STEVE ELLNER: Well, it shouldn't be surprising. The position of the United States all along has been to isolate Venezuela, and to pressure regional countries to distance themselves from Venezuela. The WikiLeaks documents show that, specifically in the case of Haiti, as a matter of fact, the Ambassador to Haiti tried to convince the Haitian government to withdraw from PetroCaribe, an agreement of the Caribbean Nations that provide oil under pretty favorable terms to those countries. So, this is nothing new really, with regard to the U.S. position in the region.

SHARMINI PERIES: So, Steve, this week we saw quite a bit of demonstrations, both supporting Maduro, and also against Maduro, but the opposition demonstrations became very violent against the police. Give us a sense of what's happening on the ground there.

STEVE ELLNER: Yeah, the basic problem is that the opposition demonstrations take place in the eastern part of Caracas, that's the wealthier area of Caracas. The government has always attempted to avoid a repetition of what happened on April 11th, the day of the coup against Chavez in 2002, when the opposition rerouted a concentration, a march, that ended up in the direction of the downtown area.

There were confrontations, shootings, and over a dozen deaths, which paved the way and justified the coup against Chavez on that day.

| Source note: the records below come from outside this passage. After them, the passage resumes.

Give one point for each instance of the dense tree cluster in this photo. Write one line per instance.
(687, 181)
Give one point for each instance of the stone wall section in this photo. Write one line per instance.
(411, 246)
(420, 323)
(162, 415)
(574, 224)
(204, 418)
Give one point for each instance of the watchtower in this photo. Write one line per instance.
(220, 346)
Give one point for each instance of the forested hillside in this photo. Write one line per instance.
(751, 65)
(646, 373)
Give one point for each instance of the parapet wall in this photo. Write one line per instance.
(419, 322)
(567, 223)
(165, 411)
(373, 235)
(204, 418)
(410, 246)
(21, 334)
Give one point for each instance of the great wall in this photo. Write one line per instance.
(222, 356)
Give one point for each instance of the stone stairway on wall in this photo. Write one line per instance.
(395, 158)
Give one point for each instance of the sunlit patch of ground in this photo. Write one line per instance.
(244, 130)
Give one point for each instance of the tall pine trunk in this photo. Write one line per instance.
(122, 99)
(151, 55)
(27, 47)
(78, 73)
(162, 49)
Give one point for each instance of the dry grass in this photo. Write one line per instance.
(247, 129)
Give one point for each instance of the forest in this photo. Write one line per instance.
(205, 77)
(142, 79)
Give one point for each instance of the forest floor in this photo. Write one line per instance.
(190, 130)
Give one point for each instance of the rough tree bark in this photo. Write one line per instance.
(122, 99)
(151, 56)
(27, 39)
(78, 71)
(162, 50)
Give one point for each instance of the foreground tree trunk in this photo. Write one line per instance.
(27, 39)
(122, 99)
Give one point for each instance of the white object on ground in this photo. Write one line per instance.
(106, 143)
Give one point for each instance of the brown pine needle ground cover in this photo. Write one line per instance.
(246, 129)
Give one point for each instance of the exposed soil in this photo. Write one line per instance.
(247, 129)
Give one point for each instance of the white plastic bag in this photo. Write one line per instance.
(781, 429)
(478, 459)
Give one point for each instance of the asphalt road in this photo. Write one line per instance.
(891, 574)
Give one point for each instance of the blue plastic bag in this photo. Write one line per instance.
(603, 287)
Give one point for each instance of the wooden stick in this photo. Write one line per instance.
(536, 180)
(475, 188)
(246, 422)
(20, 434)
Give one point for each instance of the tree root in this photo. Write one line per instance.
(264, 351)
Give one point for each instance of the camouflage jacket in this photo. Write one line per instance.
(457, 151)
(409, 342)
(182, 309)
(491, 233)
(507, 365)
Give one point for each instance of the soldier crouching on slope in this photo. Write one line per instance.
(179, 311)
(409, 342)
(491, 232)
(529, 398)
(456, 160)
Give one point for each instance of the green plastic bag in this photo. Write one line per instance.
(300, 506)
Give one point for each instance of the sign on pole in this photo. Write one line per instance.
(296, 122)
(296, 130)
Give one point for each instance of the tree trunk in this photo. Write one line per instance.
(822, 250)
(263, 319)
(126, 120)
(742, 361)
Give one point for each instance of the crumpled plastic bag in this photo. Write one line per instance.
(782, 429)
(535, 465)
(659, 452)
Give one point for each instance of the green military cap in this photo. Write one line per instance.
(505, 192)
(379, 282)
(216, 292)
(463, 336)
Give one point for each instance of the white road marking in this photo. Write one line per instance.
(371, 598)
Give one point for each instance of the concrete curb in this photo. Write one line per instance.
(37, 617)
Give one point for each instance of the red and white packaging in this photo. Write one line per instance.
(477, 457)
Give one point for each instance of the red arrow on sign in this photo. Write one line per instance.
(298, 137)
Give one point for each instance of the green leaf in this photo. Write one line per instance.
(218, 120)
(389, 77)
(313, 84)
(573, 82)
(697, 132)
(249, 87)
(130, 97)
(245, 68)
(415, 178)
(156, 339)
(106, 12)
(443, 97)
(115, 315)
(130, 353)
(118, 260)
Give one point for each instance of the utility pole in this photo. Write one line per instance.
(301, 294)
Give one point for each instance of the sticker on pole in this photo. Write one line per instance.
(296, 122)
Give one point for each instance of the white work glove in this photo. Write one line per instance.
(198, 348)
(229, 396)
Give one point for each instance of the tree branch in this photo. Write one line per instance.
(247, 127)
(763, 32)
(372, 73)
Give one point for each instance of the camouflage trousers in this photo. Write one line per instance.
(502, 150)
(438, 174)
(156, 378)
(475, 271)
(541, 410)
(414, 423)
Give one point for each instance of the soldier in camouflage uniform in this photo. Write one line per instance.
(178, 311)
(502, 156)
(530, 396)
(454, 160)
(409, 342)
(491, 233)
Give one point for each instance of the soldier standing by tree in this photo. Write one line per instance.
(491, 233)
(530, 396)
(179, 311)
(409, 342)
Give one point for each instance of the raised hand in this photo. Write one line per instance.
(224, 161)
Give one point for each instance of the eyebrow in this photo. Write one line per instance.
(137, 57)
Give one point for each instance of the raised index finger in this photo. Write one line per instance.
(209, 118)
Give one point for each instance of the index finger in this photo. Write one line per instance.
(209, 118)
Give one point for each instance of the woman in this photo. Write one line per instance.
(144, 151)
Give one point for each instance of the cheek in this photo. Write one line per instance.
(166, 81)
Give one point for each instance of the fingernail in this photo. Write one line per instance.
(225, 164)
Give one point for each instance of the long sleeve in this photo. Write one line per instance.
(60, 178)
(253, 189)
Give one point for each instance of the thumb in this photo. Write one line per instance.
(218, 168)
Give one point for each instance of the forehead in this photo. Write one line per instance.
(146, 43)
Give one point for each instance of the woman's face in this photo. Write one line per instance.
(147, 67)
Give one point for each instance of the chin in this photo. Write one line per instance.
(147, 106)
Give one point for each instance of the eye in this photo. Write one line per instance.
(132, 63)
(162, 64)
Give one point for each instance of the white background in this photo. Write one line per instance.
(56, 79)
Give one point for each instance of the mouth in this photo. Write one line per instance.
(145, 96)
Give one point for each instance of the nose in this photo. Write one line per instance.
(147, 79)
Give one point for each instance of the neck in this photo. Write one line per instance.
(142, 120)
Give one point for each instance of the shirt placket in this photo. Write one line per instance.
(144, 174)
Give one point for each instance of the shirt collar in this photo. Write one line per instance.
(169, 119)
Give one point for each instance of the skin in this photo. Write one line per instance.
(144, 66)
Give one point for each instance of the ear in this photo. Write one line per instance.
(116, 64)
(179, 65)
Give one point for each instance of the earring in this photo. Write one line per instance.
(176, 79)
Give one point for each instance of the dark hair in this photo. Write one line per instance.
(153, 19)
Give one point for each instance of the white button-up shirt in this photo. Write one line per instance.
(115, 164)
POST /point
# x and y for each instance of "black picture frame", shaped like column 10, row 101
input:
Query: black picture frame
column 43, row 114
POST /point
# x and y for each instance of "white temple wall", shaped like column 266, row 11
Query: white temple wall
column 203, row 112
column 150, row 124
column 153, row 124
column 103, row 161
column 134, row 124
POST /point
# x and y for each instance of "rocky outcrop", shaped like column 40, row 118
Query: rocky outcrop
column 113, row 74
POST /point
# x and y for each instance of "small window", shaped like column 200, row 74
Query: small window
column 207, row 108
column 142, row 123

So, since then the Venezuelan government, both under Chavez and Maduro, have allowed for a protest, but in the eastern part of Caracas. And have avoided a situation, which the protestors can move to the center of Caracas.

Today there was a concentration of the Chavistas that marched from about a mile away from the downtown area where the National Assembly is located, to the National Assembly. And if the opposition had succeeded in reaching the downtown area, there very well could have been a confrontation between this massive Chavista concentration, and the protestors.

SHARMINI PERIES: All right, Steve, the situation is still evolving there. I thank you so much for joining us today, and we hope to have you back to give us an update.

STEVE ELLNER: My pleasure.

SHARMINI PERIES: And thank you for joining us here on The Real News Network.